American basketball player and coach

Derrick Dewayne Allen (born July 17, 1980) is an American professional basketball coach and former player. He is currently an assistant coach for the Duquesne University men's basketball team.

== Playing career ==
=== College basketball ===
Growing up in Gadsden, Alabama, Allen attended Gadsden High School before his time at Southern Union State Community College in Wadley, Alabama. In 2000, he was named Alabama Junior Community College Conference (AJCCC) Player of the Year and transferred to Ole Miss following his sophomore year.

He had to redshirt the 2000–01 season due to tendonitis in his left knee. Allen saw action in 60 games with the Ole Miss Rebels between 2001 and 2003, averaging 8.6 points and 5.4 rebounds per contest.

=== Professional basketball ===
Allen launched his professional basketball career in Iceland, playing for Keflavík in the 2003–04 campaign. He was a key player in Keflavík's double-winning campaign (national championship and cup competition), turning in averages of 23.4 points and 10.5 rebounds in league play. In eight games of the FIBA Europe Cup (FIBA EuroCup Challenge), he averaged 26.6 points and 9.4 boards a contest.

In the following years, Allen made his mark in the German Basketball Bundesliga, playing for BG Karlsruhe, Bayer Giants Leverkusen, the Skyliners Frankfurt and Alba Berlin. He garnered Eurobasket.com All-German Bundesliga Forward of the Year honors in 2008 and was a Eurobasket.com All-German Bundesliga First Team selection in 2008, 2010 and 2011. He reached the Bundesliga finals with Frankfurt in 2010 and with Berlin in 2011. Over the years, Allen made multiple appearances in international competitions such as the EuroCup, the FIBA EuroChallenge and the FIBA Europe Cup (FIBA EuroCup Challenge).
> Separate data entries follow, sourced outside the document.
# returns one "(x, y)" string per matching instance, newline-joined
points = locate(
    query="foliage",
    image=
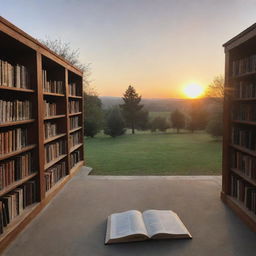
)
(159, 123)
(215, 124)
(93, 115)
(115, 125)
(215, 90)
(178, 120)
(131, 107)
(148, 153)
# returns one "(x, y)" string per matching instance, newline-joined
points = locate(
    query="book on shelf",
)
(50, 108)
(54, 174)
(243, 192)
(75, 157)
(13, 140)
(13, 204)
(131, 226)
(15, 169)
(54, 150)
(15, 110)
(14, 75)
(52, 86)
(73, 106)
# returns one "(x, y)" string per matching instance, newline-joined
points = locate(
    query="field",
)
(154, 154)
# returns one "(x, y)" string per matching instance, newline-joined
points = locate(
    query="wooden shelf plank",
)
(75, 129)
(244, 122)
(75, 114)
(14, 153)
(53, 117)
(16, 184)
(245, 150)
(17, 123)
(54, 138)
(242, 175)
(75, 147)
(75, 97)
(54, 161)
(16, 89)
(53, 94)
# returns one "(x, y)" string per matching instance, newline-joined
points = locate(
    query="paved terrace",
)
(74, 223)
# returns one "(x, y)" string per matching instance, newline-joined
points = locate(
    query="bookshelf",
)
(41, 127)
(239, 141)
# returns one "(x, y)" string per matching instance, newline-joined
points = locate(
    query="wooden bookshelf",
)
(35, 75)
(239, 141)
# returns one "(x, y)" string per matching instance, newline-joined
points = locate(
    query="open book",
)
(133, 226)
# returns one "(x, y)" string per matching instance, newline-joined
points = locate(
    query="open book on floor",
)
(133, 226)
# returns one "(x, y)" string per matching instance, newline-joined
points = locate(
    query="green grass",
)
(154, 154)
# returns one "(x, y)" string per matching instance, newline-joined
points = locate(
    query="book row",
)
(13, 140)
(73, 89)
(52, 86)
(15, 110)
(54, 174)
(14, 203)
(15, 169)
(244, 138)
(244, 65)
(75, 138)
(244, 89)
(50, 129)
(75, 157)
(73, 106)
(74, 122)
(244, 112)
(13, 75)
(50, 109)
(54, 150)
(244, 163)
(243, 192)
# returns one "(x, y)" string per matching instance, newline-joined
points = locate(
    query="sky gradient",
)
(158, 46)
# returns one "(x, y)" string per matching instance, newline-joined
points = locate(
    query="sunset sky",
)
(158, 46)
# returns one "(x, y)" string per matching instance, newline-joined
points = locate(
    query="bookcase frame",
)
(241, 46)
(40, 52)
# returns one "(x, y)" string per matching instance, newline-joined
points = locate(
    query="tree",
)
(115, 125)
(131, 107)
(215, 124)
(178, 120)
(159, 123)
(93, 115)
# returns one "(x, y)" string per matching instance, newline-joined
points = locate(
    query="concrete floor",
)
(74, 223)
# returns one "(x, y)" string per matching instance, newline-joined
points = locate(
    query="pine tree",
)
(131, 107)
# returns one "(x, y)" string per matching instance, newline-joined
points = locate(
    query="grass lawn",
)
(154, 154)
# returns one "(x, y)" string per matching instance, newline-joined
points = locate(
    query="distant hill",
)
(160, 105)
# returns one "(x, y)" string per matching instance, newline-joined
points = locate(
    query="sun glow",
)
(193, 91)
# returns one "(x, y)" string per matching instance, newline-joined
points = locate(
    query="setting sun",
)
(193, 90)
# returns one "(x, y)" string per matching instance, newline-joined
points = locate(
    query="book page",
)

After spending the 2012–13 season with Belgian powerhouse Spirou BC Charleroi, Allen returned to Germany, enjoying stints with Eisbären Bremerhaven, Basketball Löwen Braunschweig and SC Rasta Vechta. He was part of Vechta's Bundesliga promotion-winning side in 2016. At the end of the 2016–17 Bundesliga season, his Vechta team had to accept relegation from the German top-tier. Allen signed with another Bundesliga team, Science City Jena on May 23, 2017.

Allen announced his retirement from professional basketball in August 2019.

== Coaching career ==
In September 2019, he was named assistant coach at German Bundesliga side SC Rasta Vechta. He stayed on that job until the end of the 2019–20 season. On August 11, 2020, he has re-signed with Rasta Vechta. Allen was promoted to the head coaching role on March 29, 2021, following the firing of Thomas Päch. Allen's Vechta team was relegated to the German second-tier ProA at the conclusion of the 2020–21 season. He was released in October 2021 after five straight losses. He joined the Capital City Go-Go of the NBA G League as an assistant coach for the 2022–23 season.

Allen became an assistant coach for the Capitanes de la Ciudad de México in 2023.

On April 3, 2024, Allen was named head coach of the Venados de Mazatlán of the Circuito de Baloncesto de la Costa del Pacífico in Mexico. He then rejoined the Capitanes' staff.

He joined the coaching staff of Coviran Granada of the Liga ACB in August 2025. In July 2026, Allen was appointed assistant coach of the Duquesne University men's basketball team, joining the staff of his former teammate Dru Joyce III.